The speed can vary from slow to as fast as the uC can run. I'm not exactly sure how many frames per second, but 15 frames per second would be a good target.
I haven't tried/tested this just yet. I'm building a prototype and at the moment I'm running my SD Card SPI at quarter speed because it doesn't work otherwise. I believe this is because I have about 8 inches of wire between the uC and the SD Card. That's why I wanted to ask this question because I didn't want to design everything with the idea that it would work, then come to find once I get the finished product put together it isn't fast enough.
I like your idea of having the interrupt downtime filling up the buffer. I suppose I'll work on building that and hope for the best!

If you are storing the data as XRGB_888, as in one byte per component / 3 bytes per pixel, you could try a different format.

XRGB_565 is what many TFT LCD displays use, it allows 65536 colours. Whats even better is a frame now fits in 400 bytes instead of 600, which is within the SD cards native block size. This would also greatly speed up SD card access times, and maybe allow multiple frames to be buffered at once.

pYro_65:
If you are storing the data as XRGB_888, as in one byte per component / 3 bytes per pixel, you could try a different format.

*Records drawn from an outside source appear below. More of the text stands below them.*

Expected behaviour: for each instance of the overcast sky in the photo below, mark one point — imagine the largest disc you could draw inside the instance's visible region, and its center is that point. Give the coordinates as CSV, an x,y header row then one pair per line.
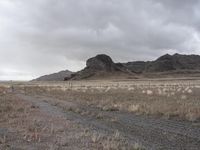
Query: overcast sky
x,y
38,37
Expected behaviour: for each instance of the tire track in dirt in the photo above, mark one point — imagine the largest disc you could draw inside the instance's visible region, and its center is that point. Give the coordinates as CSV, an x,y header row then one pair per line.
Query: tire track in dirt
x,y
151,132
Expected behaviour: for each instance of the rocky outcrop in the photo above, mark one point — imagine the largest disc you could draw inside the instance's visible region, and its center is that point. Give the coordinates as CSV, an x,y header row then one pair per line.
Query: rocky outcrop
x,y
100,66
60,76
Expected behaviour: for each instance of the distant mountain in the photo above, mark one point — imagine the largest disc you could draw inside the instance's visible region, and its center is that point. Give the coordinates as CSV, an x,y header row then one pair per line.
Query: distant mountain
x,y
60,76
176,62
102,66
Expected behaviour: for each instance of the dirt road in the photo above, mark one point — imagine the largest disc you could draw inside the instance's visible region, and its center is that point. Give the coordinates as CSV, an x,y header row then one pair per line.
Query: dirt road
x,y
153,133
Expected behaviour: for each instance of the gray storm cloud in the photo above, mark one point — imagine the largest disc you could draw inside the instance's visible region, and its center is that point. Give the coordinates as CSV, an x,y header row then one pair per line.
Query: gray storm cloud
x,y
44,36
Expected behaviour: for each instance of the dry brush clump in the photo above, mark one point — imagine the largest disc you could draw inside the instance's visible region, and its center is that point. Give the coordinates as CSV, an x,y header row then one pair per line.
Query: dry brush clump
x,y
168,99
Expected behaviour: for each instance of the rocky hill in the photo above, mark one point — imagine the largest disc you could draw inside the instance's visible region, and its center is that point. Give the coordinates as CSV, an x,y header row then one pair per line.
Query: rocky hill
x,y
102,66
176,62
60,76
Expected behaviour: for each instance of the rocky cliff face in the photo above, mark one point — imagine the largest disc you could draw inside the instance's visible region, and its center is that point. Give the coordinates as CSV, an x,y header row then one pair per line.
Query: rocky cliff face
x,y
100,66
103,66
60,76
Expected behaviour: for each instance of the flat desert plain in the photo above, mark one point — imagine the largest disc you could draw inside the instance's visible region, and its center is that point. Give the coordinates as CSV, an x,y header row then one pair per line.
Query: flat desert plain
x,y
105,114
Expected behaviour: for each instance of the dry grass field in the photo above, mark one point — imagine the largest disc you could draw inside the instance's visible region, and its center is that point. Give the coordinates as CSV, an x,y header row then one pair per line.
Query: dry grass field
x,y
131,114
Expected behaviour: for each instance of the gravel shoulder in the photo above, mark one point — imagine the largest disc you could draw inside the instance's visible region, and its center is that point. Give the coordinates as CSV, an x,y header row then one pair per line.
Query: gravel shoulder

XRGB_565 is what many TFT LCD displays use, it allows 65536 colours. Whats even better is a frame now fits in 400 bytes instead of 600, which is within the SD cards native block size. This would also greatly speed up SD card access times, and maybe allow multiple frames to be buffered at once.

Yes, I am using 8 bits per color. XRGB_565 is an interesting idea. Although it would require conversion back to the XRGB_888, I might have to do that.

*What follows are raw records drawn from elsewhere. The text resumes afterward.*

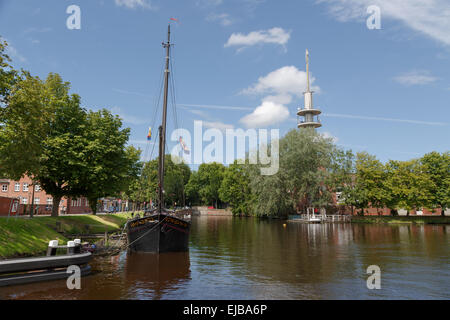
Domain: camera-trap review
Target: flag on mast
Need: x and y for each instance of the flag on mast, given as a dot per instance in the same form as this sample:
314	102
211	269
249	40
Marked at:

My experience is around 15KB/s continuous speed with SD card running at full SPI bus speed. You should get a different SD card setup to make it at least half speed SPI. Are you using resistors for level shifting or level shifter chips? The latter is faster. You will have a hard time "streaming" bytes from SD card since it is a block device. Things come in block at a time so pYro_65's idea to fit one frame within one SD card block is quite interesting. You may then pad each frame to the size of one SD card block and access will be faster.

How long is each animation, in terms of bytes?

liudr:
How long is each animation, in terms of bytes?

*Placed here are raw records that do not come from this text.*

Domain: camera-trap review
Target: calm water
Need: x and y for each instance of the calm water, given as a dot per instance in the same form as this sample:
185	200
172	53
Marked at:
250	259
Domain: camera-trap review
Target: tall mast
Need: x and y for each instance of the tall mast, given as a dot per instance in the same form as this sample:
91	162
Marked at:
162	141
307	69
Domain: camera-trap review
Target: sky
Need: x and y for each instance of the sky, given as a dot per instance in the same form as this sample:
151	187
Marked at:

Each animation's frame is about 800 bytes. I use 3 Bytes for RGB Color + 1 Byte because I wanted to have some options available for a dynamic color option. So... 4 bytes X 200 LEDs = 800 Bytes per frame.

The animation can be unlimited number of frames.

liudr:
My experience is around 15KB/s continuous speed with SD card running at full SPI bus speed. You should get a different SD card setup to make it at least half speed SPI. Are you using resistors for level shifting or level shifter chips? The latter is faster.

I'm not sure what level shifting is... but perhaps my SD card breakout module has it? Here's the breakout module I'm using:

liudr:
You will have a hard time "streaming" bytes from SD card since it is a block device. Things come in block at a time so pYro_65's idea to fit one frame within one SD card block is quite interesting. You may then pad each frame to the size of one SD card block and access will be faster.

How exactly do I fit a frame in one SD card block? For example, if my animation doesn't start until byte 300 on the SD card, is it as simple as only reading 400 bytes at a times from that point on? Not sure if it has to fall exactly within bytes 0-400, 400-800, etc... on the SD card.

The data would have to be aligned with a disc sector.

I'm pretty sure each file is written on a 512 byte alignment. So make each frame <= 512 and place each in separate file.

Alternatively,
Pad out a frame to 512 bytes ( empty data at end ) and create either separate files or one large one.

With any of the three methods, there will be wasted SD space, but SD's usually have enough MB to deal with a bit of wastage.